Backup and Restore

Introduction

Since release 1.7, Pachyderm provides the commands pachctl extract and pachctl restore to backup and restore the state of a Pachyderm cluster. (Please see the note below about releases prior to Pachyderm 1.7.)

The pachctl extract command requires that all pipeline and data loading activity into Pachyderm stop before the extract occurs. This enables Pachyderm to create a consistent, point-in-time backup. In this document, we’ll talk about how to create such a backup and restore it to another Pachyderm instance.

Extract and restore commands are currently used to migrate between minor and major releases of Pachyderm, so it’s important to understand how to perform them properly. In addition, there are a few design points and operational techniques that data engineers should take into consideration when creating complex pachyderm deployments to minimize disruptions to production pipelines.

In this document, we’ll take you through the steps to backup and restore a cluster, migrate an existing cluster to a newer minor or major release, and elaborate on some of those design and operations considerations.

Backup & restore concepts

Backing up Pachyderm involves the persistent volume (PV) that etcd uses for administrative data and the object store bucket that holds Pachyderm’s actual data. Restoring involves populating that PV and object store with data to recreate a Pachyderm cluster.

General backup procedure

1. Pause all pipeline and data loading/unloading operations

Pausing pipelines

From the directed acyclic graphs (DAG) that define your pachyderm cluster, stop each pipeline. You can either run a multiline shell command, shown below, or you must, for each pipeline, manually run the pachctl stop pipeline command.
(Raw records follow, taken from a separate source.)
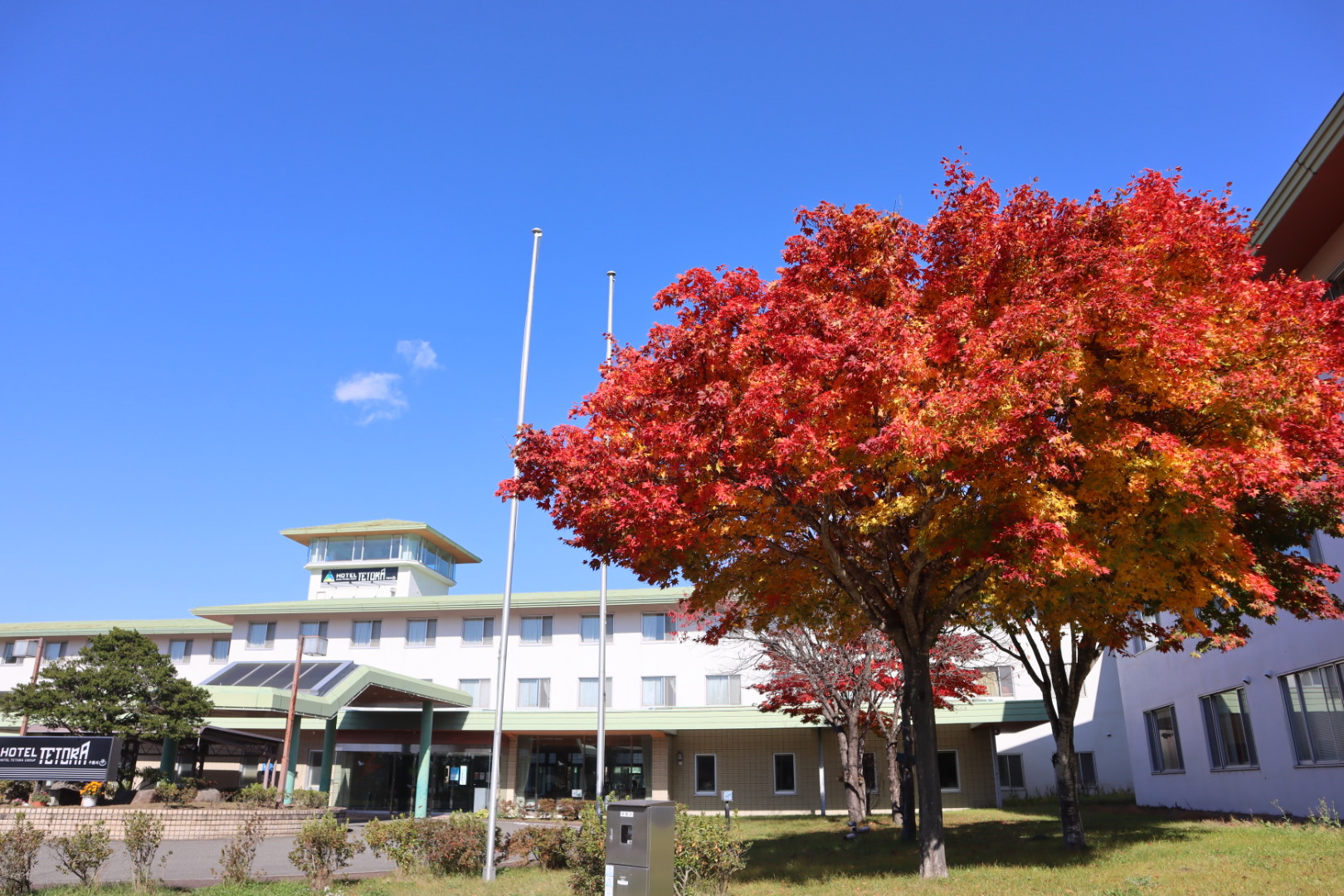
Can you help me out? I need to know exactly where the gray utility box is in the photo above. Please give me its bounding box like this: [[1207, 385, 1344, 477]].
[[603, 799, 674, 896]]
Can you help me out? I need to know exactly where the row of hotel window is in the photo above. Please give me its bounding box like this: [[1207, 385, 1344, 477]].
[[1144, 662, 1344, 774], [240, 612, 677, 653], [457, 675, 742, 709]]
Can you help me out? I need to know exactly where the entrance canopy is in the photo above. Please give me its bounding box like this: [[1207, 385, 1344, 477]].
[[202, 660, 472, 718]]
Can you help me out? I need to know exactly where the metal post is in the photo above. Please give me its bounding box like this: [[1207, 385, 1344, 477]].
[[481, 227, 542, 880], [416, 700, 434, 818], [19, 638, 47, 738], [592, 270, 616, 816], [275, 630, 304, 806], [317, 716, 336, 792]]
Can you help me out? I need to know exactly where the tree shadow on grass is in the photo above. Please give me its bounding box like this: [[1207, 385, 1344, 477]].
[[735, 809, 1200, 884]]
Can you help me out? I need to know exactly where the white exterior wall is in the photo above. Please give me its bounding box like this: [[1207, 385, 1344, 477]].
[[995, 655, 1134, 796], [1119, 606, 1344, 816]]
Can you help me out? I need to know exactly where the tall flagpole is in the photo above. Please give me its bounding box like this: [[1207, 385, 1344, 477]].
[[592, 270, 616, 816], [481, 227, 542, 880]]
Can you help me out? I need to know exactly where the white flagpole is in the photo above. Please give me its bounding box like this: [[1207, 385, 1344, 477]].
[[481, 227, 542, 880], [594, 270, 616, 816]]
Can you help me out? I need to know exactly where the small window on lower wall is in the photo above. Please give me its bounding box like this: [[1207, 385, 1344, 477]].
[[999, 752, 1027, 790], [774, 752, 798, 794], [695, 752, 719, 796], [1144, 707, 1186, 775], [938, 750, 961, 792]]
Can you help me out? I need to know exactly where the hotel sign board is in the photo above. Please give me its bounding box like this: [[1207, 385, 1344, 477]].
[[0, 736, 121, 782], [323, 567, 397, 584]]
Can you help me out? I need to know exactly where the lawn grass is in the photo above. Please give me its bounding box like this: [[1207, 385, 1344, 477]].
[[43, 801, 1344, 896]]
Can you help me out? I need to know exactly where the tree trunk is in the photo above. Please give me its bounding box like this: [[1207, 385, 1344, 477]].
[[902, 650, 947, 877], [1051, 712, 1088, 852], [900, 688, 919, 844], [836, 720, 869, 827]]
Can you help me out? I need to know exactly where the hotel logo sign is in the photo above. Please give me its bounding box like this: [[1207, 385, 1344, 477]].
[[323, 567, 397, 584], [0, 738, 121, 781]]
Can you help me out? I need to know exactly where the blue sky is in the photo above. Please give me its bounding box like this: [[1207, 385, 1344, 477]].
[[0, 0, 1344, 621]]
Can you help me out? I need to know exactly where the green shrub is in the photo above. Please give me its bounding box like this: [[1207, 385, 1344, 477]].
[[154, 781, 197, 807], [51, 821, 111, 887], [508, 825, 579, 870], [290, 790, 331, 809], [210, 813, 266, 884], [672, 805, 747, 896], [364, 816, 426, 874], [289, 813, 364, 894], [0, 811, 46, 896], [234, 785, 275, 809], [425, 813, 508, 874], [122, 811, 168, 889], [568, 803, 606, 896]]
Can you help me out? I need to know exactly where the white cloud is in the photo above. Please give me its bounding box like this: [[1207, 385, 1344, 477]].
[[397, 338, 438, 371], [336, 373, 407, 426]]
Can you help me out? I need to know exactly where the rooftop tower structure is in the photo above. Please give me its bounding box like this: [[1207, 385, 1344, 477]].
[[281, 520, 481, 601]]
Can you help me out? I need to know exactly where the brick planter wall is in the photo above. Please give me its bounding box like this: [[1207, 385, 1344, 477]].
[[0, 806, 345, 840]]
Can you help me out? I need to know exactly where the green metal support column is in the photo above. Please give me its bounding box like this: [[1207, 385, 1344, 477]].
[[416, 700, 434, 818], [285, 716, 304, 806], [317, 716, 336, 792], [158, 738, 178, 781]]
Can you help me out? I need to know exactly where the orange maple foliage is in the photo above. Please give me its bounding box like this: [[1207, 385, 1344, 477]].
[[501, 161, 1344, 873]]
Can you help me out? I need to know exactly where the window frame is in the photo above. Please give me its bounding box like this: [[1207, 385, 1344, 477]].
[[770, 752, 798, 796], [579, 612, 616, 644], [640, 610, 676, 644], [1144, 703, 1186, 775], [640, 675, 676, 709], [1278, 660, 1344, 768], [245, 622, 275, 650], [938, 750, 961, 794], [577, 675, 611, 709], [349, 619, 383, 650], [518, 677, 551, 709], [691, 752, 719, 796], [1199, 685, 1259, 771], [518, 616, 555, 646], [403, 616, 438, 650], [462, 616, 494, 647], [704, 674, 742, 707]]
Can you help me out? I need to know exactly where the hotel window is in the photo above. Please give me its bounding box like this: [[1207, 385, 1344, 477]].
[[457, 679, 490, 709], [1074, 751, 1097, 794], [1144, 707, 1186, 775], [299, 622, 327, 657], [640, 675, 676, 707], [999, 752, 1027, 790], [640, 612, 676, 640], [462, 616, 494, 647], [349, 619, 383, 647], [579, 679, 611, 708], [695, 752, 719, 796], [579, 612, 616, 644], [774, 752, 798, 794], [406, 619, 438, 647], [938, 750, 961, 792], [1278, 662, 1344, 766], [977, 666, 1013, 697], [247, 622, 275, 650], [704, 675, 742, 707], [518, 679, 551, 709], [1199, 688, 1258, 768], [523, 616, 553, 644]]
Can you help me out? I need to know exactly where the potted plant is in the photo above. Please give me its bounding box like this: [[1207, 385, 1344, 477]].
[[80, 781, 102, 806]]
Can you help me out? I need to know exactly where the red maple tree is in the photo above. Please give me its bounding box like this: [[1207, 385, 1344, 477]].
[[501, 163, 1344, 876]]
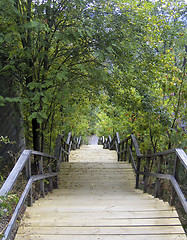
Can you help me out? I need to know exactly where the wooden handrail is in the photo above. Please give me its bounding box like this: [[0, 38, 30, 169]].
[[0, 133, 81, 240], [103, 133, 187, 213]]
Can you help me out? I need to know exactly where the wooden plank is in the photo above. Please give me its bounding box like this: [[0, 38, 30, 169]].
[[15, 226, 184, 236], [16, 146, 186, 240], [16, 234, 186, 240]]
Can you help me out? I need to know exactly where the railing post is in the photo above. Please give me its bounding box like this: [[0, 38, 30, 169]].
[[39, 156, 45, 197], [26, 158, 32, 207], [121, 142, 125, 161], [125, 140, 128, 161], [155, 155, 163, 198], [170, 156, 179, 206], [48, 158, 53, 192], [136, 157, 141, 189], [129, 139, 132, 163], [144, 157, 150, 193]]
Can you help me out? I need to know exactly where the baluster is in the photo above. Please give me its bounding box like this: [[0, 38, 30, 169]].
[[170, 156, 179, 206], [121, 142, 125, 161], [39, 156, 45, 197], [125, 140, 128, 161], [26, 158, 32, 207], [129, 139, 132, 163], [155, 155, 163, 198], [48, 159, 53, 192], [144, 157, 150, 193]]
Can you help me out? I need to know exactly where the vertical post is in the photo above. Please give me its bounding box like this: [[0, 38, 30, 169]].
[[129, 139, 132, 163], [39, 156, 45, 197], [155, 155, 163, 198], [136, 157, 141, 189], [26, 158, 32, 207], [144, 157, 150, 193], [125, 140, 128, 161], [170, 156, 179, 206], [49, 162, 53, 192], [121, 142, 125, 161]]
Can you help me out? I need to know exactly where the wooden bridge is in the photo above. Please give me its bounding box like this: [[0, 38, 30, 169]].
[[0, 133, 187, 240], [16, 145, 186, 240]]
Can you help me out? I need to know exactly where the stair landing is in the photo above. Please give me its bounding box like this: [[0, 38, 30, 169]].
[[15, 145, 187, 240]]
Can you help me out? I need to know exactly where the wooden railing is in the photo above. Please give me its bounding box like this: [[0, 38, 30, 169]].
[[0, 133, 81, 240], [100, 133, 187, 213]]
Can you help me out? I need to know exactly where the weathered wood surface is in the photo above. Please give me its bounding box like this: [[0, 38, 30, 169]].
[[16, 146, 187, 240]]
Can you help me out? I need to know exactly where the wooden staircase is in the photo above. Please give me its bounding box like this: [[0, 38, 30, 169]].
[[15, 145, 187, 240]]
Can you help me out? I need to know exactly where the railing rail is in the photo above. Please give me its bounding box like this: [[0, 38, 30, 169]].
[[103, 133, 187, 213], [0, 133, 81, 240]]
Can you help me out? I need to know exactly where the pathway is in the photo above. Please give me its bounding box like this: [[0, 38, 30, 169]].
[[16, 145, 187, 240]]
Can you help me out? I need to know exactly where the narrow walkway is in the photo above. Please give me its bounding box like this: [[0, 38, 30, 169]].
[[16, 145, 187, 240]]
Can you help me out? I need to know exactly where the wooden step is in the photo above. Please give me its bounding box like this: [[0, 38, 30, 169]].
[[15, 146, 187, 240]]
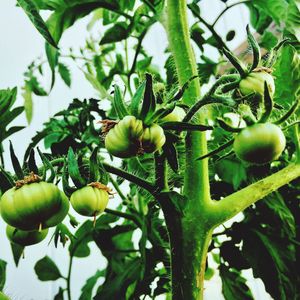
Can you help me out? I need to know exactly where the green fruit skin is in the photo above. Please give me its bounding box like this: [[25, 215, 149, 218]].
[[0, 292, 11, 300], [0, 182, 69, 230], [104, 116, 144, 158], [70, 186, 109, 217], [233, 123, 286, 165], [141, 124, 166, 153], [239, 71, 275, 97], [161, 106, 186, 122], [6, 225, 48, 247]]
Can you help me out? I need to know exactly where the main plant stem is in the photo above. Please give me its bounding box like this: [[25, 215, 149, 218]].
[[165, 0, 212, 300]]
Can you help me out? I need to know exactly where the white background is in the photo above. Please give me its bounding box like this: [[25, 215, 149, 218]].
[[0, 0, 271, 300]]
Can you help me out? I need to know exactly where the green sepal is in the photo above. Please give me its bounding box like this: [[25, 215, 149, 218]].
[[113, 85, 129, 120], [62, 159, 77, 197], [196, 139, 234, 160], [89, 148, 100, 182], [68, 147, 87, 188], [139, 74, 156, 123], [160, 122, 214, 131], [222, 48, 247, 78], [258, 81, 273, 123], [0, 166, 15, 192], [273, 97, 300, 125], [130, 81, 146, 118], [217, 118, 242, 132], [27, 148, 39, 175], [246, 25, 261, 72], [9, 141, 24, 180], [37, 148, 55, 182]]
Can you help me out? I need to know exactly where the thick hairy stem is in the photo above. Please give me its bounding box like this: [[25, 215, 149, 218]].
[[166, 0, 210, 206], [211, 163, 300, 225]]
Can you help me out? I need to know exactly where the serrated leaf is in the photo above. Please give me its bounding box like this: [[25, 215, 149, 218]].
[[17, 0, 57, 48], [79, 270, 106, 300], [0, 259, 7, 296], [34, 256, 62, 281], [58, 63, 71, 87]]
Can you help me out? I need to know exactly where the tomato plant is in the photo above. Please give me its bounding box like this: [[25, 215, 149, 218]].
[[0, 0, 300, 300]]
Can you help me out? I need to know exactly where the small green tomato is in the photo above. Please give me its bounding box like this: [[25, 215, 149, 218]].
[[70, 186, 109, 217], [105, 116, 144, 158], [6, 225, 48, 247], [233, 123, 286, 165], [161, 106, 186, 122], [239, 70, 275, 98]]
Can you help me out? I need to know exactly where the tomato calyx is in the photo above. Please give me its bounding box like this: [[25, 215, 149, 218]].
[[87, 181, 116, 195], [16, 172, 42, 189]]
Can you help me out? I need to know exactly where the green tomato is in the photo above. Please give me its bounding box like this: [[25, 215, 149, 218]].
[[233, 123, 286, 165], [239, 71, 275, 98], [6, 225, 48, 247], [161, 106, 186, 122], [104, 116, 144, 158], [0, 181, 69, 230], [141, 124, 166, 153], [70, 186, 109, 217], [0, 292, 10, 300]]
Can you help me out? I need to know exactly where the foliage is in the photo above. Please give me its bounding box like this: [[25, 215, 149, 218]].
[[0, 0, 300, 300]]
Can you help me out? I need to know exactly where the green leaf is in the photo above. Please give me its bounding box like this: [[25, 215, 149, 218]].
[[68, 148, 86, 188], [34, 256, 62, 281], [130, 81, 146, 117], [274, 45, 300, 106], [113, 85, 129, 120], [242, 229, 297, 299], [17, 0, 57, 48], [100, 22, 131, 45], [53, 287, 64, 300], [22, 82, 33, 124], [58, 63, 71, 87], [79, 270, 105, 300], [10, 243, 24, 267], [252, 0, 288, 25], [285, 0, 300, 42], [0, 259, 7, 291], [220, 264, 254, 300]]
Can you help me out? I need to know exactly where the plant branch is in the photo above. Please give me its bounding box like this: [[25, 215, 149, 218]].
[[212, 163, 300, 226], [103, 163, 155, 194]]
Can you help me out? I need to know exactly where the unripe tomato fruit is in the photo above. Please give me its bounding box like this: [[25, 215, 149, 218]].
[[0, 181, 69, 230], [70, 186, 109, 217], [233, 123, 286, 165], [239, 71, 275, 98], [104, 116, 144, 158], [6, 225, 48, 247], [161, 106, 186, 122]]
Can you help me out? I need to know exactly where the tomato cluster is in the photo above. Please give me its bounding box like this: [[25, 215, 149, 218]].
[[105, 116, 166, 158]]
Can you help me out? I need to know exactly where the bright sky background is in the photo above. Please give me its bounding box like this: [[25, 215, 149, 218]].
[[0, 0, 270, 300]]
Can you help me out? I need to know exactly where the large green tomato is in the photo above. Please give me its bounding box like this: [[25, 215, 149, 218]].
[[70, 186, 109, 217], [0, 181, 69, 230], [161, 106, 186, 122], [233, 123, 286, 164], [105, 116, 144, 158], [239, 70, 275, 98], [6, 225, 48, 247], [141, 124, 166, 153]]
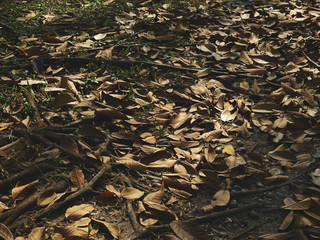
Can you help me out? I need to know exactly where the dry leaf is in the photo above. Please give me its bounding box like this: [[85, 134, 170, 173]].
[[121, 187, 144, 200], [170, 220, 209, 240], [27, 227, 45, 240], [0, 223, 14, 240], [69, 167, 85, 187], [65, 204, 94, 220], [92, 218, 120, 239], [12, 180, 39, 200]]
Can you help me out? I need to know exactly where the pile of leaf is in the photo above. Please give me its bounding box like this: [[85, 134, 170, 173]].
[[0, 1, 320, 239]]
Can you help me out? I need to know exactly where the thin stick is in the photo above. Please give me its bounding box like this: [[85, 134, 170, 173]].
[[10, 164, 111, 229]]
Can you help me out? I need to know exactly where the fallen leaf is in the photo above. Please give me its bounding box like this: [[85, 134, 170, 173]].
[[121, 187, 144, 200], [170, 220, 209, 240], [65, 204, 94, 220]]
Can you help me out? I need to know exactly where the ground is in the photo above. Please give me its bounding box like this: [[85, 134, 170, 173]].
[[0, 0, 320, 240]]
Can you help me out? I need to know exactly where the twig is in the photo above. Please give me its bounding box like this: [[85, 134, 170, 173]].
[[230, 161, 317, 197], [0, 180, 68, 225], [302, 51, 320, 68], [10, 164, 111, 229], [21, 87, 47, 127], [119, 175, 142, 231], [230, 220, 270, 240], [30, 133, 98, 168], [0, 161, 55, 192], [129, 204, 266, 240]]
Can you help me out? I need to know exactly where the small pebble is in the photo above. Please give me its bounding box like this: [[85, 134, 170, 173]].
[[249, 210, 259, 219], [230, 199, 238, 208], [256, 182, 264, 188]]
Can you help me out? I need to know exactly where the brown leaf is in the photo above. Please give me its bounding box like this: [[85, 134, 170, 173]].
[[140, 150, 171, 165], [264, 175, 289, 185], [117, 159, 147, 172], [69, 167, 85, 188], [143, 190, 164, 204], [27, 227, 45, 240], [92, 218, 120, 239], [0, 223, 14, 240], [95, 108, 128, 120], [224, 154, 246, 169], [279, 211, 294, 231], [239, 52, 253, 65], [12, 180, 39, 200], [170, 112, 191, 129], [37, 189, 57, 207], [170, 141, 199, 149], [65, 204, 94, 220], [282, 198, 312, 210], [121, 187, 144, 200], [139, 213, 159, 227], [196, 67, 211, 78], [147, 159, 177, 169], [252, 79, 260, 94], [57, 227, 88, 239], [97, 191, 119, 204], [222, 144, 236, 155], [144, 201, 178, 220], [170, 220, 209, 240], [211, 190, 230, 207]]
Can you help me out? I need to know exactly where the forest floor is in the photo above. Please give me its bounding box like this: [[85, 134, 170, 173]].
[[0, 0, 320, 240]]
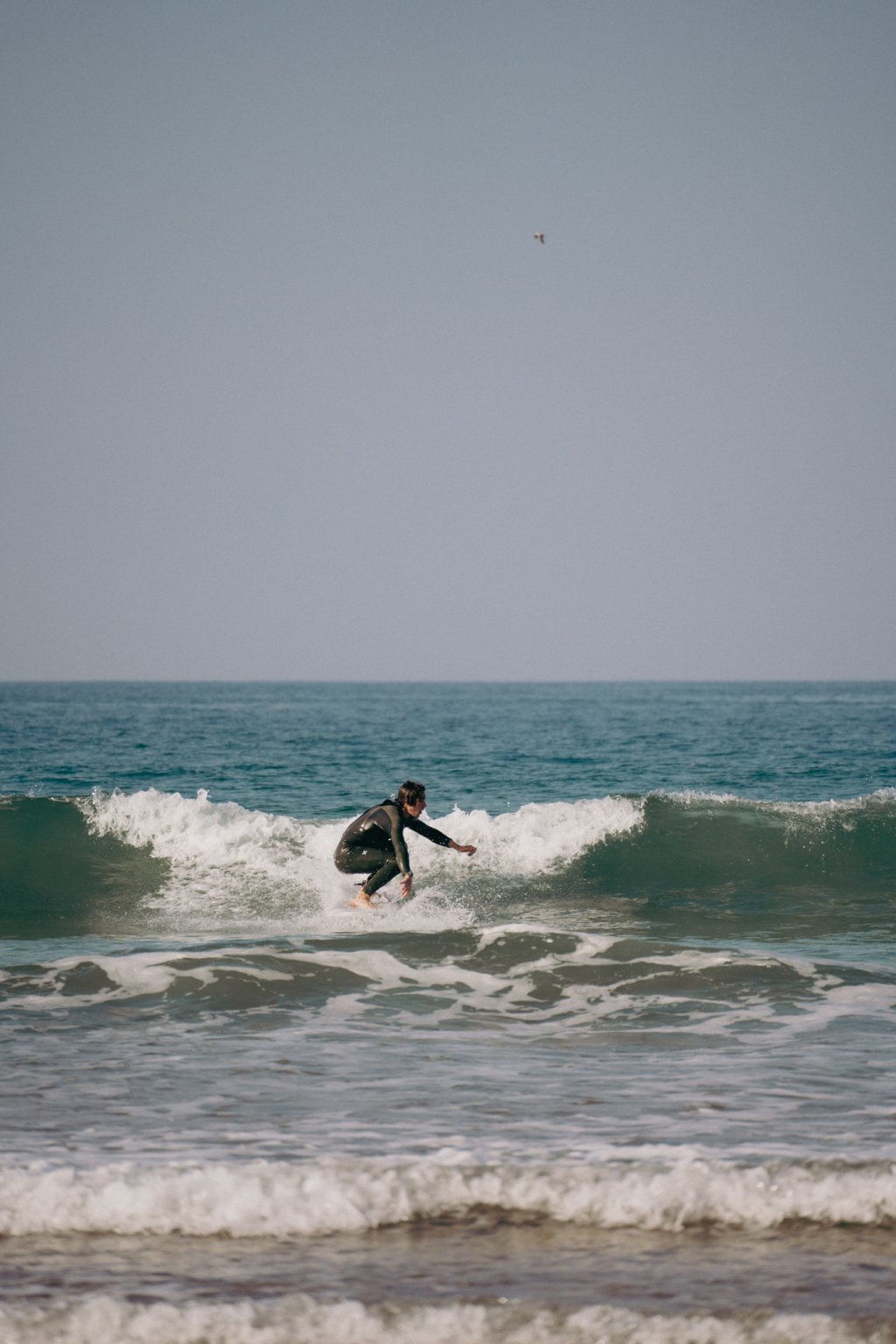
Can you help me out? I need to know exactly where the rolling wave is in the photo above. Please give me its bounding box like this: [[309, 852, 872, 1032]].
[[0, 1152, 896, 1238], [0, 789, 896, 934], [0, 1293, 896, 1344]]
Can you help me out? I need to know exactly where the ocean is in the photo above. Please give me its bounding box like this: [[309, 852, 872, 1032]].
[[0, 682, 896, 1344]]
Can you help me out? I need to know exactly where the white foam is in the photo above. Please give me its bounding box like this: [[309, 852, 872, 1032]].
[[0, 1293, 896, 1344], [0, 1153, 896, 1236], [82, 789, 642, 928]]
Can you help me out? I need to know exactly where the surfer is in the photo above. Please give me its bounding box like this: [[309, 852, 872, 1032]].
[[333, 780, 475, 910]]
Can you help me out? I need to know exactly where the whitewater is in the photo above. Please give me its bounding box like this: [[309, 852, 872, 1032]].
[[0, 682, 896, 1344]]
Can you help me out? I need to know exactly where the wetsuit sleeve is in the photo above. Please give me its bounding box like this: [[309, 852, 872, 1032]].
[[383, 802, 416, 876], [404, 817, 452, 850]]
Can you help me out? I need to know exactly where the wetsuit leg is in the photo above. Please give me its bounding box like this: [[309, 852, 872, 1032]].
[[333, 844, 399, 897]]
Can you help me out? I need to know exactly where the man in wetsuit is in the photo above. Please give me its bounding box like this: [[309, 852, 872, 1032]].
[[333, 780, 475, 910]]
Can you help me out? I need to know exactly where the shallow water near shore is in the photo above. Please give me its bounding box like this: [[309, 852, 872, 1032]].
[[0, 682, 896, 1344]]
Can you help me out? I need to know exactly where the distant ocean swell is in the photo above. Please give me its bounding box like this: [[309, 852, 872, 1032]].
[[0, 789, 896, 933], [0, 1293, 896, 1344], [0, 1153, 896, 1238]]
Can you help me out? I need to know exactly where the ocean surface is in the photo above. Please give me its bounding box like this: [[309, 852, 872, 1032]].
[[0, 682, 896, 1344]]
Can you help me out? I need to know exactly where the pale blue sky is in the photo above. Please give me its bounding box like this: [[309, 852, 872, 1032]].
[[0, 0, 896, 680]]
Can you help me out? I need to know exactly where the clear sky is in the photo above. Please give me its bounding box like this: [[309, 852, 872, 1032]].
[[0, 0, 896, 680]]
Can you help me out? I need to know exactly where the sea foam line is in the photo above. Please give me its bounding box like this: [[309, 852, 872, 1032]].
[[0, 1156, 896, 1238], [0, 1293, 896, 1344]]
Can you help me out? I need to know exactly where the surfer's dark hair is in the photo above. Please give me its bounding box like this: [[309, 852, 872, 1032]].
[[395, 780, 426, 808]]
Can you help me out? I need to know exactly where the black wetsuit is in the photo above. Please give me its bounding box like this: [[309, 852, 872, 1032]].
[[333, 798, 452, 897]]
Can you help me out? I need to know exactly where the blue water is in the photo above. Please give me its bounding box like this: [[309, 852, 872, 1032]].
[[0, 682, 896, 1344]]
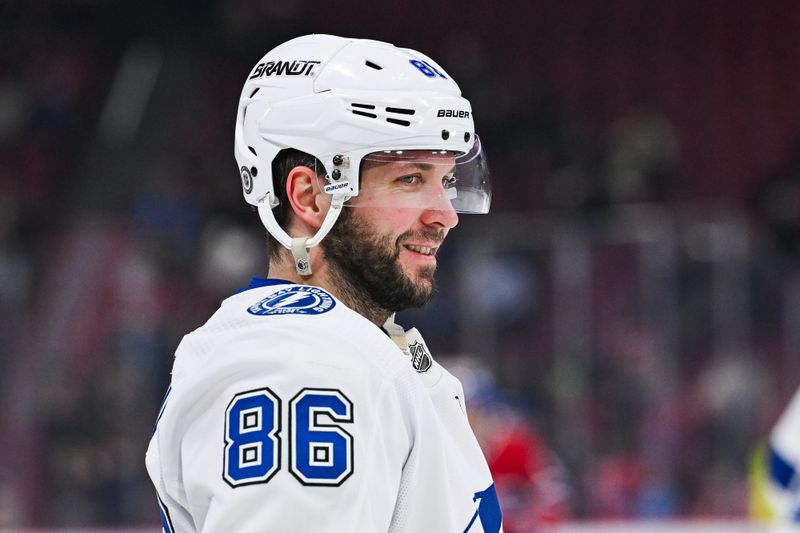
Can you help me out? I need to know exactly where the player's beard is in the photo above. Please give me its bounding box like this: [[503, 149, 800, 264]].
[[320, 208, 443, 319]]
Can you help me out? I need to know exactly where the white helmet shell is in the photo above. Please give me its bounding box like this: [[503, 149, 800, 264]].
[[235, 35, 482, 272]]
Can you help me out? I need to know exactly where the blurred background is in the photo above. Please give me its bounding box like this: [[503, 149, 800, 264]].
[[0, 0, 800, 533]]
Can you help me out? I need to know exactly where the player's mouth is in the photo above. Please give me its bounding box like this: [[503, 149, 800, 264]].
[[403, 244, 439, 261]]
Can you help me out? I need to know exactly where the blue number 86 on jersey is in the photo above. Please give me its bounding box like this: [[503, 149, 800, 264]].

pachctl stop pipeline <pipeline-name>

You can confirm each pipeline is paused using the pachctl list pipeline command

pachctl list pipeline

Alternatively, a useful shell script for running stop pipeline on all pipelines is included below. It may be necessary to install the utilities used in the script, like jq and xargs, on your system.

pachctl list pipeline --raw \
  | jq -r '.pipeline.name' \
  | xargs -P3 -n1 -I{} pachctl stop pipeline {}

It’s also a useful practice, for simple to moderately complex deployments, to keep a terminal window up showing the state of all running kubernetes pods.

watch -n 5 kubectl get pods

You may need to install the watch and kubectl commands on your system, and configure kubectl to point at the cluster that Pachyderm is running in.

Pausing data loading operations

Input repositories or input repos in pachyderm are repositories created with the pachctl create repo command. They’re designed to be the repos at the top of a directed acyclic graph of pipelines. Pipelines have their own output repos associated with them, and are not considered input repos. If there are any processes external to pachyderm that put data into input repos using any method (the Pachyderm APIs, pachctl put file, etc.), they need to be paused. See Loading data from other sources into pachyderm below for design considerations for those processes that will minimize downtime during a restore or migration.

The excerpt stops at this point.